Did you know a piranha can devour a human child to the bone in 30 seconds?
Anyways, I lost my job at the aquarium today.
I just saw my Chinese waiter give my order to someone who looks nothing like me. I get it now.
Oh wait, my bad. That wasn’t my waiter.
The first time I got a universal remote control
I thought to myself, "This changes everything!"
Today I started an argument with my wife while riding in an elevator
I was wrong on many levels
Dear whoever stole my disc copy of Microsoft office
I will find you. You have my Word.
My girlfriend asked me to stop singing wonderwall
I said maybe.
A lumberjack walks into an enchanted forest. As he goes to chop down a tree, it calls out. “Wait, don’t chop me down. I’m a talking tree!”
The lumberjack smiles. "And you will dialogue."
I’m not sure if I like toast.
On the upside, it’s buttered. But on the downside, it’s not.
I’ve decided that from January 1st, I’m only going to watch things that are 1080p and above.
It's my new year's resolution.
The Wood Glue I just bought doesn’t stick.
I guess I got the wouldn't glue instead.
Why is the dark side of the moon dry?
Because the other side has all the moonshine
Chuck Norris has been confirmed to be exposed to COVID-19
Virus has been quarantined for 14 days
Did you hear about the cheese factory explosion in France?
All that was left was de Brie.
If a Pomeranian looked Medusa in the eyes…
…it would become a pomegranite.
Why don’t balloons do drugs.
If they get to high they'll get busted
I just flew in from Chernobyl
And boy are my arms legs
I just finished designing a website for an orphanage
There isn't a home page
My 7/yo sister said this at the dinner table while me and my dad were talking: What did one paper say to the other?
Nothing. Paper doesn't talk. That's how I want you to be. Like paper.

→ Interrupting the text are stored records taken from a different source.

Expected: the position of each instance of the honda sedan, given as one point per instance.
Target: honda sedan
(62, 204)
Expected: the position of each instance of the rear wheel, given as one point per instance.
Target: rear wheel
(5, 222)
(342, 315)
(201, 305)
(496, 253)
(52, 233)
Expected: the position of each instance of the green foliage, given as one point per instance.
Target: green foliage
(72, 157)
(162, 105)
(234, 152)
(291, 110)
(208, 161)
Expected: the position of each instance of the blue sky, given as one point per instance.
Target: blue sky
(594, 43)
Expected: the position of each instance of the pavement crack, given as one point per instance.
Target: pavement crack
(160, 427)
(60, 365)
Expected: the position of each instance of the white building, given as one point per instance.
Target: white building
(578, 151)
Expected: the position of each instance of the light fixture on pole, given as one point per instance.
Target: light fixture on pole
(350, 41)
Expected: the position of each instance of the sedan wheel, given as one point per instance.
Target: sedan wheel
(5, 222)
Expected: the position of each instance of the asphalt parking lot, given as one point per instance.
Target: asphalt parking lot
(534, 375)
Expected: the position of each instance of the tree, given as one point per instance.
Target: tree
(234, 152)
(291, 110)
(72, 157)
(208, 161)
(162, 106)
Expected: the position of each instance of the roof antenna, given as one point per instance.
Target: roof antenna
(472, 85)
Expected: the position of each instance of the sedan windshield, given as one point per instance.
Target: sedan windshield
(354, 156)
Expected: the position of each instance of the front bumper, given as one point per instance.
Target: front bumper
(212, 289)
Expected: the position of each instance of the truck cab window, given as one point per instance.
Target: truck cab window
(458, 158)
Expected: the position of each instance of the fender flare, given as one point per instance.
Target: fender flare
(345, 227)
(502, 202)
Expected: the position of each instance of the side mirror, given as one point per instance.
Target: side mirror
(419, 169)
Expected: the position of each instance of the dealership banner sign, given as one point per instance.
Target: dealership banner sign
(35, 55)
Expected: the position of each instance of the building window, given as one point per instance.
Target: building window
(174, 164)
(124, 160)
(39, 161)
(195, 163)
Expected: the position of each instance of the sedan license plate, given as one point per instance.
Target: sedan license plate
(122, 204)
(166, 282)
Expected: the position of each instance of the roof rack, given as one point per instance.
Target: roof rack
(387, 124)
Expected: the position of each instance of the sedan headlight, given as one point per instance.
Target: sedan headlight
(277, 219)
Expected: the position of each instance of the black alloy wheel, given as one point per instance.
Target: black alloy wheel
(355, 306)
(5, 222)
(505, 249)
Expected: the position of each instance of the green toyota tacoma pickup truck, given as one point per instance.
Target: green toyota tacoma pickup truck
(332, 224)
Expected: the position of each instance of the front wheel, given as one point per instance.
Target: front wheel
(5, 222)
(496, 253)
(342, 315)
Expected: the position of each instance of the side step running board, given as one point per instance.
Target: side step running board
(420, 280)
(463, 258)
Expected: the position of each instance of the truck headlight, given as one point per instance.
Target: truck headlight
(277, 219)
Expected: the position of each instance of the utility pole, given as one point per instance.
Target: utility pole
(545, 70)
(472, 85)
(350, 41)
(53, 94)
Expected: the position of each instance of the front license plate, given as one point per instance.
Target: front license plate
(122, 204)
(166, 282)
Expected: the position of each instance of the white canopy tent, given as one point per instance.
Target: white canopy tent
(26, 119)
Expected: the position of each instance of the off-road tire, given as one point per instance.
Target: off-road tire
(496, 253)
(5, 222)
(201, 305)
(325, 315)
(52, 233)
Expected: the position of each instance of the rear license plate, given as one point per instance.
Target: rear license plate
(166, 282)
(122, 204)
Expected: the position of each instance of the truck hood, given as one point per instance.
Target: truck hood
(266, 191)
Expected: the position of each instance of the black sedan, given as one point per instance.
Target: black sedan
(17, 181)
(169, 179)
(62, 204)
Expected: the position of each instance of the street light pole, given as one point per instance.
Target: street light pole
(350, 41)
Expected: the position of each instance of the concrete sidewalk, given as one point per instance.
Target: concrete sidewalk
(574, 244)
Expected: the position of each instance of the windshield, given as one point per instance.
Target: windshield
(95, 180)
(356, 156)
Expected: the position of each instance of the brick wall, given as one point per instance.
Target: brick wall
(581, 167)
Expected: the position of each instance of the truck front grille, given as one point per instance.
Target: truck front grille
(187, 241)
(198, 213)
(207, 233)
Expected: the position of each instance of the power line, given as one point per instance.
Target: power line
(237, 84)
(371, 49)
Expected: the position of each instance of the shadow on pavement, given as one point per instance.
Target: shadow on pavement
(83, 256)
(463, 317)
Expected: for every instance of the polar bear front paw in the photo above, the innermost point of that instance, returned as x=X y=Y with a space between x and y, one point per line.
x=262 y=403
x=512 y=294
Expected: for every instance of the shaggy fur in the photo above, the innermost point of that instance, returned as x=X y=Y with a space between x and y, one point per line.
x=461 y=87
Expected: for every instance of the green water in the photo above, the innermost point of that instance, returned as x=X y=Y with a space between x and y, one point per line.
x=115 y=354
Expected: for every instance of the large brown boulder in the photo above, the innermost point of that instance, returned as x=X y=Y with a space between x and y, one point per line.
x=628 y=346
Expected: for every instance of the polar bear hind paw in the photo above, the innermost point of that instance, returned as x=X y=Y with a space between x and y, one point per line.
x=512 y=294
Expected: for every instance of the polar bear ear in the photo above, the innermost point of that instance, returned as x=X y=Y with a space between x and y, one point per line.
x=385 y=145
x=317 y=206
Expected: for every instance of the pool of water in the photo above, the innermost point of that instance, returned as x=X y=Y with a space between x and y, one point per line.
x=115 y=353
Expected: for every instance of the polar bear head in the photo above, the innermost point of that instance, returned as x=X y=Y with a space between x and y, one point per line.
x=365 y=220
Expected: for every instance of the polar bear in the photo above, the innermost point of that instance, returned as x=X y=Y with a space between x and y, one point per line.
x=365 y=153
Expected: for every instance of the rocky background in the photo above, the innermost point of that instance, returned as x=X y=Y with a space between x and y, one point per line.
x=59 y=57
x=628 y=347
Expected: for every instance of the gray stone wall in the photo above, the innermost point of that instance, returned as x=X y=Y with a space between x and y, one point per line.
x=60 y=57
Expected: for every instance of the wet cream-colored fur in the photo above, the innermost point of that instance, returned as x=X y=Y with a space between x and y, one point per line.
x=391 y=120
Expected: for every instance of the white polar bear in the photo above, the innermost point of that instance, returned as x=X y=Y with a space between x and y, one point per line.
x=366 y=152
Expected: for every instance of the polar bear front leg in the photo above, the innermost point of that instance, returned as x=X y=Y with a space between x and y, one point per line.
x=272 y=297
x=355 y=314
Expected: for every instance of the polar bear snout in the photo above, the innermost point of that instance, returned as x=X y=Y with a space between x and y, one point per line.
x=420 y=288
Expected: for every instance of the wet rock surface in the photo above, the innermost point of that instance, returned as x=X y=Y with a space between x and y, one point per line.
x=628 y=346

What do you call a 1 armed man who does karate?
Partial arts
One day, legendary musician Sting becomes bored of music, and decides to try his luck at day trading.
He does a few online courses and begins trading. On the first day Sting loses some money, but learns from it, and unpertrubed by the small losses he continues with it. On the second day, Sting loses a bit less, and learns even more. Happy with the results, he decides to sink some more money in his newfound hobby and sticks with it. On the third day, Sting manages a huge profit and decides to reward himself with an expensive Rolls Royce. With his newfound love of trading stocks, Sting decides to put even more of his money into trading, and continues on with it. On the fourth day, high on the previous day's earnings, Sting buys a large amount of unstable stock, putting most of his wealth into it, sure that it is a good wager. The following day a huge news story breaks of embezzlement in the company Sting invested in and its stock drops, losing the musician a huge amount of his money. The following week, he hears a large car pulling into his driveway, and he exits his house to see what this was about. In his driveway he sees a tow truck hooking up to his brand new Rolls Royce, about to be repossessed. "What is going on?" He shouts at the driver and as the driver turns around, he reveals himself to be a Buddhist monk. "A monk?" Sting asks surprisedly. "Why would you be working for a repossession company?" "Well," the monk begins. "You won't believe the amount of karma you can get for repo, Sting."